La Turquie, pays de plus de 80 millions d’habitants, puissance régionale incontestable et qui se rêve
en grande puissance, mène une politique agressive à l’égard de ses voisins. Cette politique, qualifiée
de néo-ottomane depuis l’accession au pouvoir de Recep Tayyip Erdogan, prend des formes diverses,
suivant les circonstances.
Cependant, une constante caractérise le comportement turc envers la Grèce : la pression
permanente, sans relâche et sans répit. Une guerre hybride menée par la Turquie depuis des années.
L’instrumentalisation par la Turquie des migrants est le dernier épisode en date. En poussant, début
2020, des milliers d’entre eux vers la frontière grecque (maritime et terrestre), Ankara renforce
considérablement la pression sur Athènes ; tout le monde a encore en tête les images de centaines
de milliers de migrants débarquant sur les côtes des îles grecques de la mer Égée, avec son lot de
drames…
Nombreux sont les analystes en géopolitique qui penchent vers l’existence d’un plan fomenté par les
différents services turcs, maintenant une attitude agressive à l’égard de la Grèce.

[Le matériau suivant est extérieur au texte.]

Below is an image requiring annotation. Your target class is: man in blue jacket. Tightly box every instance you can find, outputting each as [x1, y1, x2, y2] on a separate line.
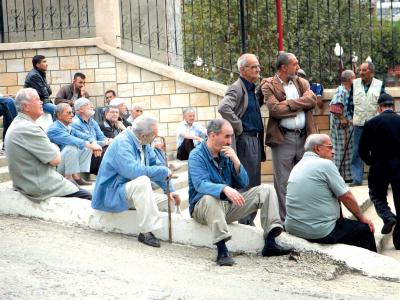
[189, 119, 291, 266]
[47, 103, 102, 185]
[92, 116, 180, 247]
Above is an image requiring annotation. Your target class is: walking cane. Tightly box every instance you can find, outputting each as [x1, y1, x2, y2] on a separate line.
[157, 136, 172, 243]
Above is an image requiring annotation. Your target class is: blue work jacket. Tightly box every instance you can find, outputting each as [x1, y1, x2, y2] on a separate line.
[71, 114, 106, 146]
[47, 120, 90, 151]
[92, 129, 174, 212]
[189, 141, 249, 215]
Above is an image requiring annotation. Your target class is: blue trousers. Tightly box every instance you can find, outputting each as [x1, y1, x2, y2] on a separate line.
[351, 126, 364, 184]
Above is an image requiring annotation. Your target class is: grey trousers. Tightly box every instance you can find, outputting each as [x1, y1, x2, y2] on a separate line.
[192, 184, 282, 244]
[271, 132, 306, 223]
[57, 145, 92, 175]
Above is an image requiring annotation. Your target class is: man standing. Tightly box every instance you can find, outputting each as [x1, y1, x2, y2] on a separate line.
[359, 93, 400, 250]
[189, 119, 291, 266]
[47, 103, 102, 185]
[176, 107, 206, 160]
[350, 62, 385, 186]
[261, 53, 317, 221]
[285, 134, 376, 252]
[71, 98, 112, 175]
[100, 105, 126, 139]
[218, 53, 265, 226]
[5, 88, 92, 202]
[24, 55, 56, 115]
[92, 116, 180, 247]
[55, 72, 89, 106]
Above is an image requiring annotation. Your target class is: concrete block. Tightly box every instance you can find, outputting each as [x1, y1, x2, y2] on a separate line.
[57, 48, 71, 56]
[140, 69, 163, 81]
[0, 73, 18, 86]
[133, 82, 154, 96]
[127, 64, 141, 82]
[79, 55, 99, 69]
[6, 58, 25, 72]
[160, 108, 182, 123]
[96, 54, 115, 68]
[49, 70, 72, 84]
[95, 68, 117, 82]
[190, 93, 210, 106]
[60, 56, 79, 70]
[45, 56, 60, 71]
[150, 95, 170, 108]
[154, 80, 175, 95]
[175, 81, 196, 94]
[170, 94, 190, 107]
[118, 83, 134, 97]
[116, 63, 128, 83]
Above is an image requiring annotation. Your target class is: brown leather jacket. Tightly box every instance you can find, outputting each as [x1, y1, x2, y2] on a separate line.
[261, 75, 318, 146]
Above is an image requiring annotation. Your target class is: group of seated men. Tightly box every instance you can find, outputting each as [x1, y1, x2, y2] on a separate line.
[0, 53, 388, 266]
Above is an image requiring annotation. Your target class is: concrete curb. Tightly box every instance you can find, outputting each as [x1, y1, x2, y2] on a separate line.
[0, 189, 400, 282]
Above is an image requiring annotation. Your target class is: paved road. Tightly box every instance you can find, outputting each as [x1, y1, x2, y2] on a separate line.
[0, 216, 400, 300]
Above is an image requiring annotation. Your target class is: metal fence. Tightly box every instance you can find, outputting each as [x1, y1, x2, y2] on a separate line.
[0, 0, 95, 43]
[182, 0, 400, 86]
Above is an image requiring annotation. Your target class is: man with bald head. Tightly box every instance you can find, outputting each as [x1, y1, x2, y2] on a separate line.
[5, 88, 91, 202]
[285, 134, 376, 252]
[218, 53, 265, 226]
[189, 119, 291, 266]
[261, 52, 317, 221]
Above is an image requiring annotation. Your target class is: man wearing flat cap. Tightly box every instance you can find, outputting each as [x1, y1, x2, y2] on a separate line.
[359, 93, 400, 250]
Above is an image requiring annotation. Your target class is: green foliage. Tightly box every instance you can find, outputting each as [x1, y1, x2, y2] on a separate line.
[182, 0, 400, 87]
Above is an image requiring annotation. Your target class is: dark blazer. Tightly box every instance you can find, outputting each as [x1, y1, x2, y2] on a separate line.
[358, 110, 400, 166]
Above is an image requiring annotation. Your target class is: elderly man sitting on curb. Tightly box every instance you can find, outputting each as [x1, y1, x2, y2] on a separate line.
[189, 119, 292, 266]
[47, 103, 102, 185]
[71, 98, 112, 175]
[285, 134, 376, 252]
[92, 116, 180, 247]
[5, 88, 92, 202]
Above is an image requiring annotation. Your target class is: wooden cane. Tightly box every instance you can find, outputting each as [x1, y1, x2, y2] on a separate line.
[156, 136, 172, 243]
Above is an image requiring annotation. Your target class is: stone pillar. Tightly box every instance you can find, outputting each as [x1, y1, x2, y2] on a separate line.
[93, 0, 121, 48]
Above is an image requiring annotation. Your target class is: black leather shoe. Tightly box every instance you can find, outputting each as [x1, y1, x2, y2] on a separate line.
[381, 218, 397, 234]
[217, 253, 235, 267]
[261, 243, 293, 257]
[138, 232, 160, 248]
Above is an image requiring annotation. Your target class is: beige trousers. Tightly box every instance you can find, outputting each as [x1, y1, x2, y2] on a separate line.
[192, 184, 282, 244]
[125, 176, 168, 233]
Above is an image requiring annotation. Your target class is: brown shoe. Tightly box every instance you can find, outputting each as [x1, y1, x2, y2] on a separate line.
[74, 178, 92, 185]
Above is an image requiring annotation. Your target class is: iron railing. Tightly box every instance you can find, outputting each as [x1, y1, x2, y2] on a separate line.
[0, 0, 95, 43]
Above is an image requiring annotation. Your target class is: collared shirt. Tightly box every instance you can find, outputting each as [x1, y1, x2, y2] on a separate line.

Au-delà de l’instrumentalisation des migrants, la Turquie mène une autre attaque coordonnée et
parallèle contre la Grèce. Il s’agit de la diffusion massive et ciblée d’informations dans les médias
occidentaux, notamment ceux des Etats-Unis, du Royaume-Uni, de l’Allemagne et de la France, avec
l’intention de déstabiliser la Grèce, en la décrédibilisant et en la présentant comme un pays hostile
aux droits de l’homme et au droit d’asile.
Il s’agit d’une guerre qui ne dit pas son nom. La Turquie, par le lobbying et la désinformation tente de
nuire à la Grèce, tentant par la même occasion de cacher ses propres insuffisances sur le respect des
droits de l’homme, de l’État de droit, de la liberté de la presse et d’expression ; un soft power
agressif en quelque sorte, qui essaie d’inverser la situation.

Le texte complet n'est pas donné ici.